What is the faster : use of mov or use of push / pop

For exemple:

mov eax, 4 => opcode : b8 04 00 00 00 => 5 bytes

push 4 => opcode : 6a 04
pop eax => opcode : 58
=> 3 bytes
On the other hand:

mov eax, ebx => opcode : 8b c3 => 2 bytes

push ebx => opcode : 53
pop eax => opcode : 58
=> 2 bytes

So for the same result eax = 4 : it is 5 bytes with mov and 3 bytes with push / pop
and eax = ebx is the same amount of bytes whatever the solution...

So the questions : what is faster mov or push / pop

An other one, i am a newbie in optimization, so where can i find a document / websites / etc. which show all (a lot of) possible optimizations...


PS : Sorry for my english
Posted on 2003-01-22 16:55:38 by DarkEmpire
Mov is certainly faster.

Check out Agner Fog's site
Posted on 2003-01-22 17:02:51 by Knightmare
Do not make the assumption that in isolation that one opcode combination is automatically faster than another, it is very hardware dependent and it is code sequence dependent.

Pipeline considerations, cache considerations, instruction loop length, branching etc ... all need to be taken into account. If you are writing an algorithm where speed matters, be prepared to try alternation between different opcode combinations and benchmark them to tell the difference.

PUSH/POP has the advantage of not using a register and this often helps in an algorithm where you get faster code by having an extra variable directly in a register.

Directly after an instruction that cannot be paired, it just does not matter and you can often fill the hole with another instruction so you reduce the loss.

Try and think of code design this way, instead of looking at loop code in isolation,

; looped code here
dec ecx
jnz label

Think of it as an EIP sequence,

; looped code here
dec ecx
jnz label
; looped code here
dec ecx
jnz label
; looped code here
dec ecx
jnz label

etc ....

This is what the processor sees and this is what you have to get through the dual pipelines of later processors.

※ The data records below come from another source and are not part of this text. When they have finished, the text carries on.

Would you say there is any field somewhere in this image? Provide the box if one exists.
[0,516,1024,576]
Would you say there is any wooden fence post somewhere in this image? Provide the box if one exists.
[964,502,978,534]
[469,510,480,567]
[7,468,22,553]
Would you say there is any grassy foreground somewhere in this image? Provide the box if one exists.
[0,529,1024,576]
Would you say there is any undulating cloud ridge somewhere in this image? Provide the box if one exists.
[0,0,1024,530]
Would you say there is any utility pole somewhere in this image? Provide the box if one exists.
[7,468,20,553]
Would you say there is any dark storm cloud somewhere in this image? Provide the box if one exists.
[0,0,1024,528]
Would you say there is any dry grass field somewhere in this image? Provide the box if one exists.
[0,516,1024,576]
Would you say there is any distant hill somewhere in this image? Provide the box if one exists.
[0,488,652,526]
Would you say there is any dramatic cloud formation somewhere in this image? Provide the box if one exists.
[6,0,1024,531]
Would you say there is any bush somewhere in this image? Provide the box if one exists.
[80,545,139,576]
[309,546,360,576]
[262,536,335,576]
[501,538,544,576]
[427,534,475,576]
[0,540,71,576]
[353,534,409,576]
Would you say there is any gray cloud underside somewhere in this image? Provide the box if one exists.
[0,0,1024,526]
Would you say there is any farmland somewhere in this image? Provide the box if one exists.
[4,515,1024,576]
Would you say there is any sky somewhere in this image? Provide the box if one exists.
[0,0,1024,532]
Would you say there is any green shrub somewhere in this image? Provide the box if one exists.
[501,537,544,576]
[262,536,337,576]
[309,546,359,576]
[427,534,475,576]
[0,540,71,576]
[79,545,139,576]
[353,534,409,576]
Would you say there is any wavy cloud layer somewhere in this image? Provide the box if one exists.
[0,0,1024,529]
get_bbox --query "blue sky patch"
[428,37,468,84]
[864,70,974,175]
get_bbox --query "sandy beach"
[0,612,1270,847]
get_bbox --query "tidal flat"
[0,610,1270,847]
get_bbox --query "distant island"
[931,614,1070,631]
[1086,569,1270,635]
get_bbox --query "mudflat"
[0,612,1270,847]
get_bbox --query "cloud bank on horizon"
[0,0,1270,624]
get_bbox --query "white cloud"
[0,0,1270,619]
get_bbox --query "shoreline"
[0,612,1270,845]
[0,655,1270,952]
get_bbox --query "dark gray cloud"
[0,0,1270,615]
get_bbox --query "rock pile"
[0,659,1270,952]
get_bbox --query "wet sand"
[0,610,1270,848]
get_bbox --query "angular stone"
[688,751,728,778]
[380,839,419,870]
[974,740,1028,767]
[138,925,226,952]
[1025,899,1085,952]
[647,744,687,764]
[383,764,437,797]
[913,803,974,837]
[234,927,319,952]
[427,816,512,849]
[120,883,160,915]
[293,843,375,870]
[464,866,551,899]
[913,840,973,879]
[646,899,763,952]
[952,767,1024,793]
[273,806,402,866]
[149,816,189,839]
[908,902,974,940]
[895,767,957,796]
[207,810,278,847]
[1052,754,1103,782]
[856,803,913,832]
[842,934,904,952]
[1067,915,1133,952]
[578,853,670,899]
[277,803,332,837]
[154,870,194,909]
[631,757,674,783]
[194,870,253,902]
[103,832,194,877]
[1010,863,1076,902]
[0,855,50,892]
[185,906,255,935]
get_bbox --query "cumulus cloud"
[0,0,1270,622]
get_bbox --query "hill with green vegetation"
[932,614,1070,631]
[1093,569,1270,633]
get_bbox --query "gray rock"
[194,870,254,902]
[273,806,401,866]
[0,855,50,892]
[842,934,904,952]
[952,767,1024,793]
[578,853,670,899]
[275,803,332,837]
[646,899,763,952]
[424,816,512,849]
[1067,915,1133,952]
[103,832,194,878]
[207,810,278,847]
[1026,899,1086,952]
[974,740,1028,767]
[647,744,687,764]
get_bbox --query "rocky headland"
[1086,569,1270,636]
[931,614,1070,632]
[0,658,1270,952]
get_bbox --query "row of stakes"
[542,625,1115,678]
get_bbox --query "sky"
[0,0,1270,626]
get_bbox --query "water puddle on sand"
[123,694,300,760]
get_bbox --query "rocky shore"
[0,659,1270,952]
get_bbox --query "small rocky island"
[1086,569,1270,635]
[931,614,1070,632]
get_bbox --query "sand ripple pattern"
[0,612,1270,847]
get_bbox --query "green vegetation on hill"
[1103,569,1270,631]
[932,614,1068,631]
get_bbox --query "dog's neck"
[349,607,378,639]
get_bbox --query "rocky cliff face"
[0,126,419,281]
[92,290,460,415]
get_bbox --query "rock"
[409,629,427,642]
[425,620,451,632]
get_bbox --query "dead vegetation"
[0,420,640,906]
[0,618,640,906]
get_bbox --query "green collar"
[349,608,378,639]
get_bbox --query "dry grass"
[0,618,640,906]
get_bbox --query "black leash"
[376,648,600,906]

Posted on 2003-01-22 17:14:16 by hutch--
Wasn't he talking about using a push and a pop to only move a register to another?
Posted on 2003-01-22 17:19:58 by Knightmare
"Push register
A push register instruction generates 3 mops. The first one (port 4) is a store instruction, reading the register. The second mop (port 3) generates the address, reading the stack pointer. The third mop (port 0 or 1) subtracts the word size from the stack pointer, reading and modifying the stack pointer.

Pop register
A pop register instruction generates 2 mops. The first mop (port 2) loads the value, reading the stack pointer and writing to the register. The second mop (port 0 or 1) adjusts the stack pointer, reading and modifying the stack pointer.

If you have consecutive POP instructions then you may break them up to reduce the number of mops:
POP ECX / POP EBX / POP EAX ; can be changed to:

The former code generates 6 mops, the latter generates only 4 and decodes faster. Doing the same with PUSH instructions
is less advantageous because the split-up code is likely to generate register read stalls unless you have other instructions
to put in between or the registers have been renamed recently. Doing it with CALL and RET instructions will interfere with
prediction in the return stack buffer. Note also that the ADD ESP instruction can cause an AGI stall in earlier processors." by A.Fog

mov [esi+4], eax ; 2 micro-ops
mov eax, [esi+4] ; 1 micro-ops

push eax ; 3 micro-ops
pop eax ; 2 micro-ops

"29. List of instruction timings and micro-op breakdown for PPro, PII and PIII
Tabl .29.1 Integer instructions" by A.Fog
Posted on 2003-01-22 22:12:39 by lingo12